Are you the proud owner of Mac, IPhone or any Apple device? Do you believe that these gadgets are protected enough? Unfortunately, you’ll be disappointed. There have appeared specially-crafted messages. Having received such a message you should be careful, as your private data can be exposed.
It is quite similar to Stagefright vulnerabilities which were widespread last year. Android was attacked by it and approximately a Billion phones were spied on.
According to Tyler Bohan, the bug is supposed to be extremely critical. The location of the bug (CVE-2016-4631) is in ImageIO. Moreover, it fits itself into any operating system such as Mac OS X, tvOS, and watchOS.
As for the invasion, the exploit for the bug is created and sent using multimedia messages. Sometimes iMessage inside a Tagged Image File Format is also used. But this is not the only way for attacking. Besides, it can be performed using Safari web browser. In this case, a victim should visit a malicious website.
In fact, it is not necessary to interact with the user for attacking the device. If the message is received in the default configurations, the image is rendered automatically.
It is rather difficult to prevent being attacked. But if it has happened, it means all the private information such as passwords, credentials and email logins could be transferred to the attacker.

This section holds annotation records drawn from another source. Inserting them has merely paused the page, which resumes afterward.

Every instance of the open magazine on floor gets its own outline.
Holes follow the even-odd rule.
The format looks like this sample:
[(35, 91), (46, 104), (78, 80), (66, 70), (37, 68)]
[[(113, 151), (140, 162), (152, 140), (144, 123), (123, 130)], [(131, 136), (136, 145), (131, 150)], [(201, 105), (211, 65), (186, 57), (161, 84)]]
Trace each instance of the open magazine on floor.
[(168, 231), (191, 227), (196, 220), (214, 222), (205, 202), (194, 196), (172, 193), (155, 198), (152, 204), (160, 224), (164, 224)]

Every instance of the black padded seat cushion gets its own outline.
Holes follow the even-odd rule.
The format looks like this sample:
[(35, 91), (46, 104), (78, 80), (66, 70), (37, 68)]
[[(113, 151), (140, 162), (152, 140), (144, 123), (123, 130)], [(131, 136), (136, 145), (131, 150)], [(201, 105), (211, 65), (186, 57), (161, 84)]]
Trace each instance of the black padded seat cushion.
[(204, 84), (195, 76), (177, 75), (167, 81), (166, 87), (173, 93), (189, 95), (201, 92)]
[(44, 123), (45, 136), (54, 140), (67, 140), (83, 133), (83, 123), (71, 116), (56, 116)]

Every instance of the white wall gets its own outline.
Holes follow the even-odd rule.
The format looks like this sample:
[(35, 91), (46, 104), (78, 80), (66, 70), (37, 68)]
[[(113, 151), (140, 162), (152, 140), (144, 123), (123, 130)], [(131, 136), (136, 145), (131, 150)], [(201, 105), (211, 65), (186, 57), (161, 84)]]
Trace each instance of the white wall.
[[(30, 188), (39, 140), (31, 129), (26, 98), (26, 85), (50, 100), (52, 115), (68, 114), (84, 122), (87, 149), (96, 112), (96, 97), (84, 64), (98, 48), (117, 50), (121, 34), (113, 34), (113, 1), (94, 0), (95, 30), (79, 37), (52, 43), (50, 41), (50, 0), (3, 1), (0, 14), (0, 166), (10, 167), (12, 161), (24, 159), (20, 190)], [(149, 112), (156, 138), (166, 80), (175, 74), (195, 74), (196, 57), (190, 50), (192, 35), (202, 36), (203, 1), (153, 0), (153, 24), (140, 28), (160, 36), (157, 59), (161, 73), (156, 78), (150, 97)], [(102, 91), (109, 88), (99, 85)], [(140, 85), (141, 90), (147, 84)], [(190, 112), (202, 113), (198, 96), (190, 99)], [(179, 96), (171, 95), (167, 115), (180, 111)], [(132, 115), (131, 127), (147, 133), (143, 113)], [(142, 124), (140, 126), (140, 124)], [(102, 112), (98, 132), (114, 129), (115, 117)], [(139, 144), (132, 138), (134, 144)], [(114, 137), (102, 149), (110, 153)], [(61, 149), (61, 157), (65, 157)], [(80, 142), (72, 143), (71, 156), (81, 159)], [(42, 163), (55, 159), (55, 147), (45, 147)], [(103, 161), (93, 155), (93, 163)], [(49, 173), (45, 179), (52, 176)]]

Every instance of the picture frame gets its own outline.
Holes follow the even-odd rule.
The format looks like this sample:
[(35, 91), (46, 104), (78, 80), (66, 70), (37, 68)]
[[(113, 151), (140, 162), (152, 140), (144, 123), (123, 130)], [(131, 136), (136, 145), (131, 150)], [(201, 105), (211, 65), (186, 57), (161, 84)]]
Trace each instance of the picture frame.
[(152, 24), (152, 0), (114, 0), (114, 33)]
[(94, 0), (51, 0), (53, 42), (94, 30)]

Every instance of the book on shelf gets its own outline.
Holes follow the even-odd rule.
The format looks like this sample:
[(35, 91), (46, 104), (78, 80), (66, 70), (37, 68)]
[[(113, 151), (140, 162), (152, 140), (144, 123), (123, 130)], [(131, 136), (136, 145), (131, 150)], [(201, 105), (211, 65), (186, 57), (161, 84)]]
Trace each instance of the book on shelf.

As you may know, sandbox protection is included into iOS so it’s impossible for the hacker to get the whole control of the phone. For accessing amplification it is necessary to continue jailbreak.
At the same time sandbox protection is not used by Mac OS X. So the attacker can have access to the device and makes it vulnerable to the attack.
This critical issue in iOS version 9.3.3 has been patched by Apple including other 42 vulnerabilities. The important security vulnerabilities have been addressed in FaceTime by Apple. A security engineer Martin Vigo discovered the FaceTime vulnerability (CVE-2016-4635).